Busou Shinki: Originally intended as curiosities for the rich, Busou Shinki have seen a variety of uses. Originally patterned after a widely-used design of mechanical soldier golem, Shinki are feminine mechanical homunculi that stand about one-twelfth the size of an adult human. Among homunculi, Shinki are known to be intelligent and generally emotive, and are often held up as examples of sentience among tawkin. The very first pseudo-Shinki were repurposed scale models of the mechanical soldier body used for intelligence testing; while they demonstrated sentience, they were also too expensive to mass-produce for military purposes. A noble took interest in the little mechanical girls, and now several different golem magifactories produce small numbers of Shinki in a variety of models.

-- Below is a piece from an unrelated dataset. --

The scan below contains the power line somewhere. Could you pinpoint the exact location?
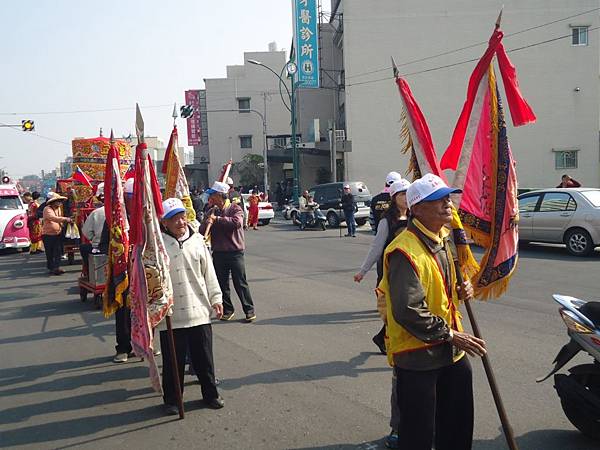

All Shinki use a similar base body licensed from the original creators, but their appearances can vary. The mind pattern sources for most Shinki are generated from among humans and stored to be copied, giving each Shinki of a given model identical starting personalities, though they have a tendency to diverge quickly within the first few months. Shinki intelligences also feature an innovation designed for modularity among combat intelligences: a trio of small modifier-holders intended to easily give combat troops equipped with different equipment different behaviors without lengthy training. Among the well-off, including young nobles and merchants, Shinki have become popular enough in certain regions to be a common sight among gatherings of the wealthy. Staying close to their roots, most Shinki models have weapons and armor made for them; some for display, but most for combat. Recently, this has lead to a renewed interest by militaries in the Shinki design, and some full-size Shinki have entered limited production to be used either as squad leaders for golem forces or as special operations units.

There's my first bit. I tried to keep Shinki decently close to existing concepts while also giving full-scale Shinki a presence. Feel free to make suggestions on my parts as well as adding your own.